Fargo Movie This movie is strikingly funny and at the same time, quite disturbing. The twist is very sharp and hooks people watching it. The character of Sheriff Marge is no doubt the most attractive point in the film. Her character is self-possessed, and generally content and easily pleased although she has seen the worst of human nature. She’s married to Norm, a normal guy who cooks breakfast, and fishes, and paints birds (his work becomes featured on the U. S. $. 03 cent stamp). The characters of Marge and Lundegaard are quite the opposites. Their separate scenes together embody hinge parts of the movie.
She represents moral strength, and courage, and she is satisfied with her normal life. Lundegaard, on the other hand, plays a weak, afraid, and envious of the wealth and achievements of other people. He show that little crimes, such as lying to sell extras on cars, can lead to bigger crimes, such as the kidnapping of his wife to gain the ransom money from his father-in-law. His incompetence and weakness has led to the death of seven people, and has brought himself to jail. There are lots of scenes that show the difference between these two strong characters in the movie.
One scene that particularly strikes me was the scene at the latter part of the movie where Marge praised and acknowledges her husband’s accomplishments even if it’s not that big. That just shows that Marge is not really after the money but just the effort and simplicity of their lives. This contradicts the scene where Lundeggard keeps on pursuing his costumers to pay additional expenses in their cars that are actually unnecessary and just offered because it will be a cut off for him. This scene would really show what such a rascal Lundeggard is and how unreasonable he can be.
The opening of the movie is where Lundegaard towing the tan Sierra from his own lot across the state line to the kidnappers conveys the tacky nature of the crime, a very interesting start that will make the viewers wait for more. This movie was really a hit because of a lot of factors. One could be the film’s use of “Minnesota nice” and the-what-you call “singsong” regional accent that were remembered years later.

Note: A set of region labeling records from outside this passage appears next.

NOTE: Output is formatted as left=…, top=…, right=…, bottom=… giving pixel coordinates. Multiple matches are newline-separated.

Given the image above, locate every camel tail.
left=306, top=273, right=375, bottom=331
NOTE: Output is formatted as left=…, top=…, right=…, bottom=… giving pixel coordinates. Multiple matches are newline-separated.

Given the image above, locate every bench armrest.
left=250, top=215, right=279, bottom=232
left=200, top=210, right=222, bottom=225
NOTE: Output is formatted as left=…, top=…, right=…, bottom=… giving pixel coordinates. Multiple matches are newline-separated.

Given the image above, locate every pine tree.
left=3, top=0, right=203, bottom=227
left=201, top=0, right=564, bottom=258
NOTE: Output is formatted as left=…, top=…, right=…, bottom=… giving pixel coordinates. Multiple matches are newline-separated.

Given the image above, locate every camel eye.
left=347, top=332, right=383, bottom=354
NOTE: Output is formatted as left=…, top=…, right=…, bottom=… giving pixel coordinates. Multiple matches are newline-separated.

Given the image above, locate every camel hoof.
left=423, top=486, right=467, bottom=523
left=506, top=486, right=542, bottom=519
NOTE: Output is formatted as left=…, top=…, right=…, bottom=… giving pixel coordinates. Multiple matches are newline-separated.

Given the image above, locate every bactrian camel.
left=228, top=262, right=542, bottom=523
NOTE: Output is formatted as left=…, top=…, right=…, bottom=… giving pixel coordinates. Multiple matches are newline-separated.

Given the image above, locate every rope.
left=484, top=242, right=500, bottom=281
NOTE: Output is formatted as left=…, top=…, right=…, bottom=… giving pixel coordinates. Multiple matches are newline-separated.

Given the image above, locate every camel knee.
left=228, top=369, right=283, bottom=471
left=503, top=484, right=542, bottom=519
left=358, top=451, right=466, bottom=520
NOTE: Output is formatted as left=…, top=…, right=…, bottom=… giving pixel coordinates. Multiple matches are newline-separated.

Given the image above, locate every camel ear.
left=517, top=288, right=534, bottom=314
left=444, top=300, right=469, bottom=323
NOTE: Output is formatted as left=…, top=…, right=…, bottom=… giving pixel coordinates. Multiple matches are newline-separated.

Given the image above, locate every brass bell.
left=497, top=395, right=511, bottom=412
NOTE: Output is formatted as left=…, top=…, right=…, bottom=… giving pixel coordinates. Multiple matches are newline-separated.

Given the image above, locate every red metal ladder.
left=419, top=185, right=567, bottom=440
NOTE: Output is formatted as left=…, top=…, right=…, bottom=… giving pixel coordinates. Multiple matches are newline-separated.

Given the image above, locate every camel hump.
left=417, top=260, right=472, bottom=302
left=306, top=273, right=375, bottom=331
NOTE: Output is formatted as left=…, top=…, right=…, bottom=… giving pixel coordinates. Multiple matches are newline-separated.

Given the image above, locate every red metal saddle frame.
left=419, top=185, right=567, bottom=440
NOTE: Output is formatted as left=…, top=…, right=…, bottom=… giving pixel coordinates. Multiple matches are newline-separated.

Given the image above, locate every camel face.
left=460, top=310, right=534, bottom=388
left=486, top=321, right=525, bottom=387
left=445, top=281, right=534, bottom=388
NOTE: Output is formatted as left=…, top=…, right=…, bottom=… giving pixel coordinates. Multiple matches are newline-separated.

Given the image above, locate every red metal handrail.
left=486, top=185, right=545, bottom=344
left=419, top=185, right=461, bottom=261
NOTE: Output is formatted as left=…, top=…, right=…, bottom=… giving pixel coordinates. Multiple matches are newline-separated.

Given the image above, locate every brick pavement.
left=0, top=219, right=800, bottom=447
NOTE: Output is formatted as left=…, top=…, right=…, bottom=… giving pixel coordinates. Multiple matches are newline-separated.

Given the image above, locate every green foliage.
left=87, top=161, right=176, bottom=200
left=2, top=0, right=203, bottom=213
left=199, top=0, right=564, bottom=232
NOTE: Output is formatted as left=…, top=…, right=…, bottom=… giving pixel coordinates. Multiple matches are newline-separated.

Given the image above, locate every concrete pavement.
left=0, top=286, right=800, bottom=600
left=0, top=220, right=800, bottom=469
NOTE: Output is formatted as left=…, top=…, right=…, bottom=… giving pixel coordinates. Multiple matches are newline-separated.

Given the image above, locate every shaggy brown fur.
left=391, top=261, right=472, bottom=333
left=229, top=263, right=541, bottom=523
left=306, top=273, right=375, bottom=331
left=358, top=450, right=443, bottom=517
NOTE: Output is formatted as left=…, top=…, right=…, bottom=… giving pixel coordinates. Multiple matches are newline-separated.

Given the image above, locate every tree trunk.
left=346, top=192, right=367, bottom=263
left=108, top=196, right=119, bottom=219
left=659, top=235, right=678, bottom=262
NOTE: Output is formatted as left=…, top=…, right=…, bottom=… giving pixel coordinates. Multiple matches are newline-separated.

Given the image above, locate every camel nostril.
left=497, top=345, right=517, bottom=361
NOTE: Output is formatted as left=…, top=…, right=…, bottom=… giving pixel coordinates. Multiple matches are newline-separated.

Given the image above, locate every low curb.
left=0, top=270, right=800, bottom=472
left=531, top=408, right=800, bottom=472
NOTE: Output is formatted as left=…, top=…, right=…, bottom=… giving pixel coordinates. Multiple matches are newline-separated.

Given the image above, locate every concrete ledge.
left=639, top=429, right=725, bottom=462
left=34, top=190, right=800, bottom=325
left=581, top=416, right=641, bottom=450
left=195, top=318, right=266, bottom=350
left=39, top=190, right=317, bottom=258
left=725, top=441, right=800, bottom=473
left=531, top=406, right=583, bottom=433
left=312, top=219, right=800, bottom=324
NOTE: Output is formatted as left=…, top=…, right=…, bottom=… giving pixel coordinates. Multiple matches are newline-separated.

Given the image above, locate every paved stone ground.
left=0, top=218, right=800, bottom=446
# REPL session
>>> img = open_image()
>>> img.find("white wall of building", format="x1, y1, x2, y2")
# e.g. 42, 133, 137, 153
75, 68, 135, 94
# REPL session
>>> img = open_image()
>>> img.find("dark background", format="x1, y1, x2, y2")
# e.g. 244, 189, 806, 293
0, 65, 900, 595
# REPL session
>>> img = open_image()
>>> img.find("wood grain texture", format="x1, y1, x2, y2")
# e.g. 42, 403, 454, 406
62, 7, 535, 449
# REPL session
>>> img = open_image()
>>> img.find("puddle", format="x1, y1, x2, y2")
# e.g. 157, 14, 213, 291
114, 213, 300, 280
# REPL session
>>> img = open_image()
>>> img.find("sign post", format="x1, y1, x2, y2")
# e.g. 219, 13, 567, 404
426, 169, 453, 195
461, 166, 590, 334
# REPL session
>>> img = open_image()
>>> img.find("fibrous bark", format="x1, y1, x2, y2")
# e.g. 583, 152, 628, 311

According to the film’s dialect coach, Liz Himelstein, the accent used in the movie was another character. People can really sympathize with the movie and you’ll have this feeling that you are in your old town while watching it.
The plotting of the movie really adds up to the tinge of hominess that viewers might be feeling while watching the movie. The movie was shot in an unseasonably mild winter weather of early 1996 that forced the crew of the movie to move locations more often to scout a suitable snow-covered landscape. There are lot of fake snow used in the movie which adds up to the chill that the viewers might be feeling. By just looking at the gloomy white snow that almost cover the whole place makes the audience feel the hopelessness that Jean Lundegaard (Kristin Rudrud) was feeling that time.
The snow also adds coldness to the heart of Jerry Lundegaard and how he can do that to his own wife just because of a small amount of money. The country style like living seems to be very effective with the story. Come to think of it, most of the people living in the country side settle for a very modest kind of living. So if a person would yearn for more than they can afford, there are a lot of chance that that person could resort into something dark and evil, just like what Larry did to his wife. It’s also saddening because the movie portrays that there are just little opportunities that awaits the country-style people.
It is a little bit frustrating how the movie adds of comedy to a very serious topic of murdering. The far-away-from the main safe of house that was used by Carl Showalter and Peter Stormare also seems to be the perfect place to hide in. You cannot escape in that kind of safe house because it is really far away from the main road and at the same time, the whole place is covered with ice and you kind of lost directions of it. Aside from t settings and plotting, another great thing about the movie was the cinematography. They used different technique that really captures the viewer’s attention in a different kind of way.
Cinematography has really evolved big time nowadays. From the basic movements like panning where the camera will have a horizontal shift in viewpoint from a fixed position with the likes of turning your head side to side, tilting where your move the camera in a vertical shift in viewpoint from a fixed position just like tipping your head back to look at the stars or tilting your head down to look at the grass. There is also the dollying where the camera is placed on a moving platform to move it closer or farther from the subject. Trucking is when the camera is placed on a moving platform to move it to the lefty side or the right side.
The craning technique is done by moving the camera in a vertical position where it will be able to be lifted off the ground as well as swinging it side to side from a fixed base position. More often in a movie, all of the said movements were used with matching combination that will leads to a new innovative way of cinematography. In this movie, almost all of the said camera movements, tricks and techniques were used. It adds up spiciness to the scene and makes it more realistic. It also helps the movie to convey the message clearly even without the characters talking or narrating what they are feeling or doing.
Just like a particular scene where Carl Showalter shot Jerry’s father-in-law, Wade Gustafson right through his stomach. The movie closed-up Wade’s face and you can notice that Wade’s face was the only focused on that scene and the background seems to be a so blurred. A technique called shallow focus was used in this scene and then a telephoto shot was used when Carl drove off to the crime scene. These are just some of the fantastic and interesting cinematography that you can notice in the movie. All in all, people can say that cinematography really enhances any video and it really made Fargo one great movie.